Thus their war efforts succeeded where the Suffragette campaign failed. ” The other view point was the revisionist view, historian Martin Pugh claimed that saying that the First World War was the most important factor is too simplistic as after 1918, women were removed from wartime employment. As well as this, in the 1920s the theory that “a women’s place is in the home” was as strong as ever. Politicians changed their minds as the existing law excluded soldiers from voting due to lack of long term residence. This could not continue after the war.

If the law was changed, women had to be included as they had worked hard too. Enfranchising soldiers gave the politicians a way to climb down on female votes. Ultimately, this is very important as MPs are the only people who can actually change the law. In May 1915, the Liberal Government became a coalition. MPs that were pro-suffrage were included in the new Cabinet such as Balfour and Arthur Henderson. In December 1916, Asquith was replaced by pro-suffrage PM, Lloyd George. The Coalition Government removed the strict divisions between the parties and encouraged cooperation.

MPs felt more confident if they granted 8 million women the vote as they would not all vote for one party through gratitude. There were advances in other areas such as education and law. There was important progress in education. In 1897, first women’s colleges were founded at Oxford University. As well as this, there were important changed in law, such as the increasing acceptance of divorce, 2 royal commission reports in 1912 sought to have women and men give the same rights and also improvements were made to the rights over custody of children. These changes forced MPs to take calls for the vote seriously.
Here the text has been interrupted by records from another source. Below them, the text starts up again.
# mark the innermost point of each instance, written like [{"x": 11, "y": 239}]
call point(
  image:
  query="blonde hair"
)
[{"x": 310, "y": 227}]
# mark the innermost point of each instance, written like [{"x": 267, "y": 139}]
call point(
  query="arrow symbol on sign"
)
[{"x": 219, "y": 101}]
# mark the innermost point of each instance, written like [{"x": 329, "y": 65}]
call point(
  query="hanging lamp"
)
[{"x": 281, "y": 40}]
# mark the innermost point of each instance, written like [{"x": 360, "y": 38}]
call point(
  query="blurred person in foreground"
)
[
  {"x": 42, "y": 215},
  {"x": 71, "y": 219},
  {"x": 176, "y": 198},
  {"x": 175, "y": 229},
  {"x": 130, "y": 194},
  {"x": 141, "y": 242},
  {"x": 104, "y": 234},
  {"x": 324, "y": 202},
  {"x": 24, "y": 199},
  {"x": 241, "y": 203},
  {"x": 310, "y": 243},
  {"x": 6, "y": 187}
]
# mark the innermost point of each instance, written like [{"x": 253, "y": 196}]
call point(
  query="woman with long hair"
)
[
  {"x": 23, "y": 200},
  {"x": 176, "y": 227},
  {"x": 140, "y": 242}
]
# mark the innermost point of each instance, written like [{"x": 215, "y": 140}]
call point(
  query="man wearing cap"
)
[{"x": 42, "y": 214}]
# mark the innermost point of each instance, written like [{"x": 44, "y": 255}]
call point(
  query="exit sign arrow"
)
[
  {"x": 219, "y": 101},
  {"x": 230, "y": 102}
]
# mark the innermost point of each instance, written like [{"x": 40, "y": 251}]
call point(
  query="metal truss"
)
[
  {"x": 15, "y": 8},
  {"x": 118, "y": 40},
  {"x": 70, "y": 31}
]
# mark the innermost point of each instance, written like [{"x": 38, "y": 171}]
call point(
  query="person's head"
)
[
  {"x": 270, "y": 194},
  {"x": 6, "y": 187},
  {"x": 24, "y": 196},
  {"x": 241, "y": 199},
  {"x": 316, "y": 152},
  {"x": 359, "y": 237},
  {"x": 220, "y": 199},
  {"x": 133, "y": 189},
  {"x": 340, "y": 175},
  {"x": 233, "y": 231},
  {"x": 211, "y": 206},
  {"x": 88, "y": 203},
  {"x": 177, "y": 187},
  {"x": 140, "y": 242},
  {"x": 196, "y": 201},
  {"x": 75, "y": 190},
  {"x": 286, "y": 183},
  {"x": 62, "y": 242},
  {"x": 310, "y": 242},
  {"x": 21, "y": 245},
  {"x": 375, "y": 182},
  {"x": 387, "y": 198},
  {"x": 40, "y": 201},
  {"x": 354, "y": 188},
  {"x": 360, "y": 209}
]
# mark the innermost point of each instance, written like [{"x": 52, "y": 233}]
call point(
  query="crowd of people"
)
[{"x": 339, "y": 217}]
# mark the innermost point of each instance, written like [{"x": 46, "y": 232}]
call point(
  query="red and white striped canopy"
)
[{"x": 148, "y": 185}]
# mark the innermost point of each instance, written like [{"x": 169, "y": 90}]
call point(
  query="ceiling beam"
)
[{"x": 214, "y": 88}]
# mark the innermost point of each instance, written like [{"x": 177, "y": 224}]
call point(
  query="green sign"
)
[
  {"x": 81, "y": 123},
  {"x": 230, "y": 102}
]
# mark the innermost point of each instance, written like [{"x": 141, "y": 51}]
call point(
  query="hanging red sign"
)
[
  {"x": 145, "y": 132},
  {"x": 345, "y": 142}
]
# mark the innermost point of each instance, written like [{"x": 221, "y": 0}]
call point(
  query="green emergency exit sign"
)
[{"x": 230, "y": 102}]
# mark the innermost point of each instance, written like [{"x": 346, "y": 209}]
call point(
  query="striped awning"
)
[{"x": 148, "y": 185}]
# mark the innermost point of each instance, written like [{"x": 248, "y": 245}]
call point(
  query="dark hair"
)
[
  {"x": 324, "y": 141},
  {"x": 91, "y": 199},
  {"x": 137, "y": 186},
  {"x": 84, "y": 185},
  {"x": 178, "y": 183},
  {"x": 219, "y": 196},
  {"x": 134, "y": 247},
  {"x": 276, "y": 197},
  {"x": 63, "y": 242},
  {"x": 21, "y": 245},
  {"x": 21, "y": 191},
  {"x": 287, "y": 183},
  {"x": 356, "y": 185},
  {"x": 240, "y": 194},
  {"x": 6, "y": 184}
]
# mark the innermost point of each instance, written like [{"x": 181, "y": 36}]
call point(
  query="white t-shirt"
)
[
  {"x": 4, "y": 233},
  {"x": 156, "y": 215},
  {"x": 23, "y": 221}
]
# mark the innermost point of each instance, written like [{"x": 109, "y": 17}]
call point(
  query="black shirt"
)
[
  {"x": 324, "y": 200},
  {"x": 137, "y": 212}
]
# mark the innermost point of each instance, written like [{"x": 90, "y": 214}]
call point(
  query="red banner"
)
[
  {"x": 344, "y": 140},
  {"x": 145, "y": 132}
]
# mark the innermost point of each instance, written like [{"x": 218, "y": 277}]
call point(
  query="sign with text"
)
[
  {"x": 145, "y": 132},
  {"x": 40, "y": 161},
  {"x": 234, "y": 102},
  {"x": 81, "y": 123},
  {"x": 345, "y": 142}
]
Events in other countries were another factor which helped the women’s suffrage movement. Other countries had granted universal suffrage such as; New Zealand, Finland and Australia – this put pressure on the United Kingdom to keep up. Britain was presenting itself as the “mother of democracy” in First World War propaganda so it was an embarrassment to be less democratic than other countries. In December 1917, Communist revolution in Russia led to a desire to strengthen parliamentary democracy in the UK. Votes for women would include them in the democratic process.

Women won the argument and were granted the vote. Ever previous opponents, such as Asquith, by 1914 had to accept that the time had come to give women the right to vote. The women’s suffrage groups had raised awareness of the issues. Historian Martin Pugh said that: “Male prejudice against women melted in the face of revelations about their capabilities during war time and their contribution to the war effort. “ In conclusion, although evidence is incomplete, it would appear that women’s suffrage would not have succeeded without consistent campaigning of the pre-war years.

From the mid 1860’s a wide range of methods were used to persuade the government and the public of the justice of the cause. Perhaps it was the fear of a return to militancy of pre-war years which forced the government to include women in a franchise bill. However, events during the war were undoubtedly important. Historian Paula Bartley had noted that “neither the view that women achieved the vote because of their pre-war campaigns nor the view that women achieved the vote because of the war is ultimately sustainable”. In other words, a combination of factors were responsible for the achievement of the female franchise in 1918.